Par un mémoire en défense, enregistré le 3 octobre 2025, le ministre d’Etat, ministre de l’intérieur conclut au rejet de la requête.
Il soutient que :
— la condition d’urgence n’est pas remplie : le risque personnel d’excision n’est pas établi et il n’est pas démontré qu’il s’est aggravé depuis l’ordonnance du juge des référés ; compte tenu de la durée de séparation de la famille, les éléments de possession d’état ne sont pas convaincants pour attester du maintien d’un lien affectif après le départ de la réunifiante ;
— aucun des moyens soulevés par Mme B…, n’est propre à créer un doute sérieux quant à la légalité de la décision attaquée :
*les documents présentés pour établir l’identité de la demandeuse de visa sont apocryphes ; préalablement à la reconnaissance de son statut de réfugiée, Mme B… a fait l’objet d’une obligation de quitter le territoire français et se déclarait célibataire et sans enfants ;
* aucune délégation d’autorité parentale et d’autorisation de sortie du territoire ne sont produites ;
* les éléments de possession d’état produits ne sont pas suffisamment probants ;
* le moyen tiré de la méconnaissance de l’article 8 de la convention européenne de sauvegarde des droits de l’homme et des libertés fondamentales et de l’article 3-1 de la convention internationale relative aux droits de l’enfant ne peut qu’être écarté.
Vu :
— les pièces du dossier ;
— la requête en annulation de la décision attaquée
— l’ordonnance n°2513947 du juge des référés du tribunal administratif de Nantes du 2 septembre 2025.
Vu :
— la convention internationale relative aux droits de l’enfant ;
— la convention européenne de sauvegarde des droits de l’homme et des libertés fondamentales ;
— le code de l’entrée et du séjour des étrangers et du droit d’asile ;
— la loi n°91-647 du 10 juillet 1991 ;
— le code de justice administrative.
Le président du tribunal a désigné M. Marowski, premier conseiller, pour statuer sur les demandes de référé en application de l’article L. 511-2 du code de justice administrative.

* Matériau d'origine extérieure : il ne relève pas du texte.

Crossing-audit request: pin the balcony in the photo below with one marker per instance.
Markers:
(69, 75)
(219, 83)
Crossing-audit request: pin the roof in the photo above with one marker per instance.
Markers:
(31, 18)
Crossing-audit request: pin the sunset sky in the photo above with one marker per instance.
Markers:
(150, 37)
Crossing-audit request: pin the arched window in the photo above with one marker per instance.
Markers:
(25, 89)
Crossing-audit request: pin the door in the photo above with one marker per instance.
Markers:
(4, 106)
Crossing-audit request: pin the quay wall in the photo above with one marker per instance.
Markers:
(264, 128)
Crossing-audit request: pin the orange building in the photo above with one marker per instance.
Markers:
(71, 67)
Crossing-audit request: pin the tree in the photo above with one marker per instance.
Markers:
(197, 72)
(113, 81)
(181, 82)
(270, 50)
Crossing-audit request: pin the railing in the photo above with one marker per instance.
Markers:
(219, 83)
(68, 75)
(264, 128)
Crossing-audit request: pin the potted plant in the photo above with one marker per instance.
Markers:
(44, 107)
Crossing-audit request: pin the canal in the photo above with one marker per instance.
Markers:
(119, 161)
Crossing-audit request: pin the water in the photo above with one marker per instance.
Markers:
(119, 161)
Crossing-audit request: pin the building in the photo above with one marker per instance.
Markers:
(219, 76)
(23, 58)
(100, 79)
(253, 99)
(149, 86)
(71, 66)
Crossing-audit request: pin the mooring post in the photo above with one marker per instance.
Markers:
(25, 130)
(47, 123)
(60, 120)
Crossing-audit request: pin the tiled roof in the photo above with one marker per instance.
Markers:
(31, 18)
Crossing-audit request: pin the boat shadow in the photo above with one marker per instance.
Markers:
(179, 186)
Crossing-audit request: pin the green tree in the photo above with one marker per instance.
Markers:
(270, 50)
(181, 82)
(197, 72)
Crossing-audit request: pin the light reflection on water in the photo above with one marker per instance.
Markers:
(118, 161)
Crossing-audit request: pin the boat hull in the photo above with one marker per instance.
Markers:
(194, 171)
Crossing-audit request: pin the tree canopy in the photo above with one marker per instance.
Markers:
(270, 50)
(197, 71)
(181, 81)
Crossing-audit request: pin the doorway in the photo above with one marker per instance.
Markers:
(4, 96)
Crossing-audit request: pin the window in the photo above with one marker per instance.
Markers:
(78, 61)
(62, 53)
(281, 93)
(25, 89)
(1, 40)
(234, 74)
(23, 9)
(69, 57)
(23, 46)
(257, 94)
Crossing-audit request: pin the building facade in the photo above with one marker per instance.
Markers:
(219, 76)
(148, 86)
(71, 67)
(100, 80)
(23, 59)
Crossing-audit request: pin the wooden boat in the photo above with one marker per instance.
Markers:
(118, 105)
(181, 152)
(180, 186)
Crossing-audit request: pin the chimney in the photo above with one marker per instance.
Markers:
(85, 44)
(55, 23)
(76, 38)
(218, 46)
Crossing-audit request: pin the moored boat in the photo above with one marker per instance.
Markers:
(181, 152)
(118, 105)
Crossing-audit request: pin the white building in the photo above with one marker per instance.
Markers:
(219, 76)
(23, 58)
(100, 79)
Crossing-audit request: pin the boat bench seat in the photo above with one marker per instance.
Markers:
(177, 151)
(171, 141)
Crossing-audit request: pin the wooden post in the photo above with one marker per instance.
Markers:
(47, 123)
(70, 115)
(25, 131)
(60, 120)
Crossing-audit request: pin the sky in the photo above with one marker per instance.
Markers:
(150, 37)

Les parties ont été régulièrement averties du jour de l’audience.
Ont été entendus au cours de l’audience publique du 6 octobre 2025 à 10H00 :
— le rapport de M. Marowski, juge des référés,
— les observations de Me Danet, avocate de Mme B…,
— et les observations de la représentante du ministre d’Etat, ministre de l’intérieur.
La clôture de l’instruction a été prononcée à l’issue de l’audience.
Considérant ce qui suit :
Mme B…, ressortissante sierra-léonaise, s’est vu reconnaitre le statut de réfugiée par décision de la Cour nationale du droit d’asile du 3 juillet 2024. La commission de recours contre les décisions de refus de visa d’entrée en France a rejeté implicitement son recours contre la décision implicite par laquelle les autorités consulaires françaises à Sierra Leone ont refusé de délivrer un visa de long séjour au titre de la réunification familiale à la jeune A… E… B…. Par une ordonnance n°2513947 du 2 septembre 2025, le juge des référés du tribunal administratif de Nantes a suspendu l’exécution de cette décision et a enjoint au ministre de l’intérieur de procéder au réexamen de la demande de visa dans le délai de quinze jours. En exécution de cette ordonnance, le ministre de l’intérieur a décidé, le 9 septembre 2025, d’opposer un nouveau refus à la demande de visa. La requérante demande au juge des référés la suspension de l’exécution de cette dernière décision.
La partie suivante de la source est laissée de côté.